If you want to become a White House aide on any particular issue, Sebastian Gorka has provided a roadmap. It doesn't include earning any real respect among your peers in the field (counterterrorism, in this case). Instead, you find an issue that plays on people's unfounded fears, like "Jihad!" Then you find a platform for your fringe ideas like he did at Breitbart, you frequent Fox News, and found a few organizations no one has heard of. Voila! Gorka did go the extra step of writing an NYT bestseller, Defeating Jihad: The Winnable War, but his work still isn’t taken seriously by experts in national security. Allegra Kirkland writes:
Some foreign policy and counterterrorism experts declined to speak to TPM on the record because of Gorka’s position in the new administration.

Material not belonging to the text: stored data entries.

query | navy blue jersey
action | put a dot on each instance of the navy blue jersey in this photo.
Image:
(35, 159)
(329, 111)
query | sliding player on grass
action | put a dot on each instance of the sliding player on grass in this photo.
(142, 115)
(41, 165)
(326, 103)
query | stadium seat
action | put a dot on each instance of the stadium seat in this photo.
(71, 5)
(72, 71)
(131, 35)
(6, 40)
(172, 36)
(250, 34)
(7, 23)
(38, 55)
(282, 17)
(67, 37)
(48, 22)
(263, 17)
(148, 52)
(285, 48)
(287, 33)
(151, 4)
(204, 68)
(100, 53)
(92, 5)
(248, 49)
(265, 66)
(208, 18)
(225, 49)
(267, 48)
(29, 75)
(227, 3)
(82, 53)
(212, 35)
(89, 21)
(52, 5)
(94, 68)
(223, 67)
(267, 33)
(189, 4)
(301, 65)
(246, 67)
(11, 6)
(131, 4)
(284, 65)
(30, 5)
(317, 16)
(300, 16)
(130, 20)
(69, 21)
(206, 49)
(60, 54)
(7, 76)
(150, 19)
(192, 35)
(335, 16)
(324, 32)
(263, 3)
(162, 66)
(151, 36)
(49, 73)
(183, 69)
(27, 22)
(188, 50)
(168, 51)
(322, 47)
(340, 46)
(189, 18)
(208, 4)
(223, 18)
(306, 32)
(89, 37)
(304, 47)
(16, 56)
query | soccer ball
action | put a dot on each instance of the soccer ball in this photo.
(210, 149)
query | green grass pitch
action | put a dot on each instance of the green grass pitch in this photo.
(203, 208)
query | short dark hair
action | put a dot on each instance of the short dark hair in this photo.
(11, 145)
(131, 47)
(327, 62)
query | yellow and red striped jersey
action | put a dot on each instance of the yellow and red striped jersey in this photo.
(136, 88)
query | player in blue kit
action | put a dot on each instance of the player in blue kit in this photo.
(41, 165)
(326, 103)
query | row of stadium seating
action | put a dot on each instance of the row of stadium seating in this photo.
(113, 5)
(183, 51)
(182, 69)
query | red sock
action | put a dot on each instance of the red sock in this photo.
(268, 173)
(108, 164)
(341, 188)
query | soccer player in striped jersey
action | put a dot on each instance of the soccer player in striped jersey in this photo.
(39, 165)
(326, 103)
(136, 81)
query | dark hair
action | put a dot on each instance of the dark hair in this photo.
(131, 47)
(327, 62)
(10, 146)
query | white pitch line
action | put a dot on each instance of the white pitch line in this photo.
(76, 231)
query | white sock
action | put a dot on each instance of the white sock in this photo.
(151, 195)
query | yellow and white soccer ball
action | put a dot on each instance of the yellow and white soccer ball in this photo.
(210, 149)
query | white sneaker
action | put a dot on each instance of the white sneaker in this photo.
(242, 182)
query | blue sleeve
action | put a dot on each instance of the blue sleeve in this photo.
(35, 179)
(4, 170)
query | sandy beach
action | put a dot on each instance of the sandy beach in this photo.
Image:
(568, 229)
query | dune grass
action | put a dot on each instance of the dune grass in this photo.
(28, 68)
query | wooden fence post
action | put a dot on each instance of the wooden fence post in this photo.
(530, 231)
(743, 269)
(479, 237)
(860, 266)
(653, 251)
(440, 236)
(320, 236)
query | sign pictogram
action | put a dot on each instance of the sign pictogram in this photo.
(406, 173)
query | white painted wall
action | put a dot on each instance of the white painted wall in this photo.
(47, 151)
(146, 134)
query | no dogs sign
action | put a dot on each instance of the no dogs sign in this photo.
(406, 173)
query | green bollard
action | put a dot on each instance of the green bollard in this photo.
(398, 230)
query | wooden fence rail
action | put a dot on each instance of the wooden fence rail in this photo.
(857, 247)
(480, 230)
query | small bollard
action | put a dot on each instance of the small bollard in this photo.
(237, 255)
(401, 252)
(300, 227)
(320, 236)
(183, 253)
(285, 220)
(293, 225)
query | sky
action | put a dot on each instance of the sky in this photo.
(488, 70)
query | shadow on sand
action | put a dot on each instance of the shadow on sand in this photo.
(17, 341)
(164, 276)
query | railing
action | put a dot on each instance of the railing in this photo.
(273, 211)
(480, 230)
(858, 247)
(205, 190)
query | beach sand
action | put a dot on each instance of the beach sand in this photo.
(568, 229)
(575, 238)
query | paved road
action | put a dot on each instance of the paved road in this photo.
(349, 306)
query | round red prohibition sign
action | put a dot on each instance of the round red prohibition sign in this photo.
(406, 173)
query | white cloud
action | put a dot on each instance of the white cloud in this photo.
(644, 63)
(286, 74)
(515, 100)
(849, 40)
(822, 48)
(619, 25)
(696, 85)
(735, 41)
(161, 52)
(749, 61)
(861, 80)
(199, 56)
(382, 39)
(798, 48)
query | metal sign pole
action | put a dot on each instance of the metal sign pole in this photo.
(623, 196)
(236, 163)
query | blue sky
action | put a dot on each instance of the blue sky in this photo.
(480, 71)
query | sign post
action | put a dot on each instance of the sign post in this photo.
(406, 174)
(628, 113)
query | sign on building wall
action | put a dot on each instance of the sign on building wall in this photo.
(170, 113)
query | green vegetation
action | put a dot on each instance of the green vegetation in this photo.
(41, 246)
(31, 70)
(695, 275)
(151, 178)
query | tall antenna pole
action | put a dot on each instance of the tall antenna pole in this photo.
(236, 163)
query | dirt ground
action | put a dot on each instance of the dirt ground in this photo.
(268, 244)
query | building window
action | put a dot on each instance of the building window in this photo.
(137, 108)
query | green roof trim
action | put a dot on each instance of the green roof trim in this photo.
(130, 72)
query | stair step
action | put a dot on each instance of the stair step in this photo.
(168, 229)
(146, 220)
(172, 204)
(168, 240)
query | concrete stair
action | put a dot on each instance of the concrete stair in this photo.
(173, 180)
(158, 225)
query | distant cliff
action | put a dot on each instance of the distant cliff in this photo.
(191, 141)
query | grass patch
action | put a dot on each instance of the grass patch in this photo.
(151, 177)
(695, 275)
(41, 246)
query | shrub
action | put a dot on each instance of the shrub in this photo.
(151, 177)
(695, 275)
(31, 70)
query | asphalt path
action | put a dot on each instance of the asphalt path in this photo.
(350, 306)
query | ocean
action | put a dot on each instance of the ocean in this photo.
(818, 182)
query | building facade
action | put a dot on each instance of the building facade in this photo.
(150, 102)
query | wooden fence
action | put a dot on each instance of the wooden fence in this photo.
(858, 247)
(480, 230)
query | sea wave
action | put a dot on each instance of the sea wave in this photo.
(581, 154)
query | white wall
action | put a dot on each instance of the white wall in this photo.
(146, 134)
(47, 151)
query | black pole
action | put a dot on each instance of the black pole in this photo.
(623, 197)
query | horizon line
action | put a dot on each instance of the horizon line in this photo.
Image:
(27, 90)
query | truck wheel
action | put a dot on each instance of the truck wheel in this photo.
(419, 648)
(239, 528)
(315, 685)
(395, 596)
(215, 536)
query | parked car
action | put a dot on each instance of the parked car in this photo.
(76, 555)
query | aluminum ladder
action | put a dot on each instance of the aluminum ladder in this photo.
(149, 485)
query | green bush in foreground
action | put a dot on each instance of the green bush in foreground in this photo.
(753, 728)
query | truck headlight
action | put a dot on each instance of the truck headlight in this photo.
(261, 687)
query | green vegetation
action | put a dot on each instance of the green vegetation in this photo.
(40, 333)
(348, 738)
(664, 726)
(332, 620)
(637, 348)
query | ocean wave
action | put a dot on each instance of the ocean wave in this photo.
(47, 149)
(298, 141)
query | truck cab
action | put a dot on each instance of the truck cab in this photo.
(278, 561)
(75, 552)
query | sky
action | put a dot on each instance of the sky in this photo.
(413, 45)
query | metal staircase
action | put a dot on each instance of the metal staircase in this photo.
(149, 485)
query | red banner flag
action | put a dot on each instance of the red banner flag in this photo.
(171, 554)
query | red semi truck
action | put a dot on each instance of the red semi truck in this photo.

But others characterized him as a peripheral figure whose hardline ideas about Islam and the threat posed by the Islamic State terror group place him firmly outside the mainstream.
“I’d heard the name once or twice but he’s not a major figure in the field. He’s not someone whose work one needs to know to be conversant in these issues,” Stephen Biddle, an adjunct senior fellow for defense policy at the Council on Foreign Relations and professor of political science at George Washington University, told TPM.
Biddle added that Gorka is not “in the reasonable mainstream.” Omid Safi, director of Islamic Studies at Duke University, was much more biting in his assessment, labeling Gorka’s book “propaganda.”
“He opines on everything from the Koran to Mohamad to jihad to Islamic history to contemporary politics but does so in a way that is inaccurate, sloppy, superficial, bigoted and ideological,” Safi said.
Gorka used to appear regularly on the radio show of noted anti-Muslim conspiracy theorist Frank Gaffney.
Gaffney has heavily promoted the conspiracy theory that members of the Muslim Brotherhood have infiltrated the U.S. government and argued that the Council on American Islamic Relations, a civil rights group, is affiliated with terrorists.
Gorka has made the same arguments himself. He has also said that accepting Muslim refugees would be “national suicide” and that religious profiling of Muslims is a “synonym for common sense.”
But now he spends his days peddling Donald Trump's “foreign policy” and infamous Muslim ban. While he can't retract his book, he has conveniently taken down his personal website and that of a "think tank" he founded, Threat Knowledge Group.
"The Threat Knowledge Group has closed and its website will be offline until further notice," reads the site.
Who needs a website when you've got a seat at the White House and the pr*sident's ear?